A recent Times article explains how entrepreneurs with a certain type of manic streak seem to get preference from Venture Capitalists.
Venture Capitalists seem to prefer entrepreneurs who have an elevated and expansive mood, who talk about their grandiose plans and who are just crazy enough to build their start ups, yet not be considered cases for mental counseling- in other words, they prefer hypomanics. New York Times describes how this hypomanic edge got Seth Priebatsch nearly a million dollar seed money from Highland Capital Partners to fund Scvngr, a social game that encourages users to explore places and do challenges in return for real-world rewards.
A thin line separates the temperament of a promising entrepreneur from a person who could use, as they say in psychiatry, a little help. Academics and hiring consultants say that many successful entrepreneurs have qualities and quirks that, if poured into their psyches in greater ratios, would qualify as full-on mental illness.
“It’s about degrees,” says John D. Gartner, a psychologist and author of “The Hypomanic Edge.” “If you’re manic, you think you’re Jesus. If you’re hypomanic, you think you are God’s gift to technology investing.”

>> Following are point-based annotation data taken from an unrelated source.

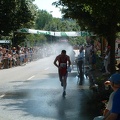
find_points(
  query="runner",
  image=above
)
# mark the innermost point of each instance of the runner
(62, 61)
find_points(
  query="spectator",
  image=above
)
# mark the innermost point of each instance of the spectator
(107, 60)
(112, 112)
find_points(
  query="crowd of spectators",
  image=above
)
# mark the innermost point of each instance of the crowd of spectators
(17, 56)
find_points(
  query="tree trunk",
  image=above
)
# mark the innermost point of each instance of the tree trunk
(111, 42)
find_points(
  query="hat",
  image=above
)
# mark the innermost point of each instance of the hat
(115, 78)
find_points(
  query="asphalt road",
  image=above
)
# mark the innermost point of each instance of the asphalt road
(33, 92)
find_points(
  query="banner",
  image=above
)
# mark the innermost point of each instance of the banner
(52, 33)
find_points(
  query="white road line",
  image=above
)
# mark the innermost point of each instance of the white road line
(47, 68)
(1, 96)
(31, 77)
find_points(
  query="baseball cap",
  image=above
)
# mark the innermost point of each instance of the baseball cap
(115, 78)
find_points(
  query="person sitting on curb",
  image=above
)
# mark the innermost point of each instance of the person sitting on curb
(112, 111)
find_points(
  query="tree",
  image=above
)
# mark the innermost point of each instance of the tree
(15, 14)
(101, 17)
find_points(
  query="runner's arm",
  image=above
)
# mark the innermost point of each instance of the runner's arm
(55, 62)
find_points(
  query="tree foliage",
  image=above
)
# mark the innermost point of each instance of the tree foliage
(15, 14)
(101, 17)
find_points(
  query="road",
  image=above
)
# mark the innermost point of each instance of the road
(33, 92)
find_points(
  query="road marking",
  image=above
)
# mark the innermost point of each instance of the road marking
(31, 77)
(1, 96)
(47, 68)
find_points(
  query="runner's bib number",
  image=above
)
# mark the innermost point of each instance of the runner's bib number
(63, 65)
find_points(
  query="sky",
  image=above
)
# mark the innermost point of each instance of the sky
(47, 5)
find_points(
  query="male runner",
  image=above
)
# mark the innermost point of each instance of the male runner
(62, 61)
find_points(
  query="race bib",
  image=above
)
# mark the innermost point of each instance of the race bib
(63, 65)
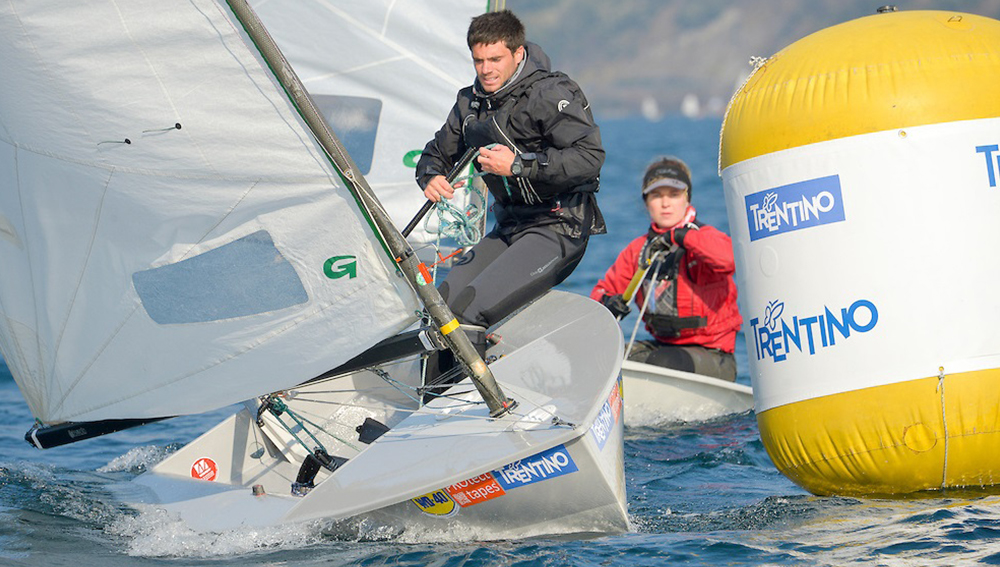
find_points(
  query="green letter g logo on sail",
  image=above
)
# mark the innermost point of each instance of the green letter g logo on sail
(340, 266)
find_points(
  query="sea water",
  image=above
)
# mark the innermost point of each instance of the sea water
(701, 493)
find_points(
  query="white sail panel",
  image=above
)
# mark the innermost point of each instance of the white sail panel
(213, 257)
(385, 74)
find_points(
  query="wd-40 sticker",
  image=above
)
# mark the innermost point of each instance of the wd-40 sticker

The attributes that make great entrepreneurs, the experts say, are common in certain manias, though in milder forms and harnessed in ways that are hugely productive. Instead of recklessness, the entrepreneur loves risk. Instead of delusions, the entrepreneur imagines a product that sounds so compelling that it inspires people to bet their careers, or a lot of money, on something that doesn’t exist and may never sell.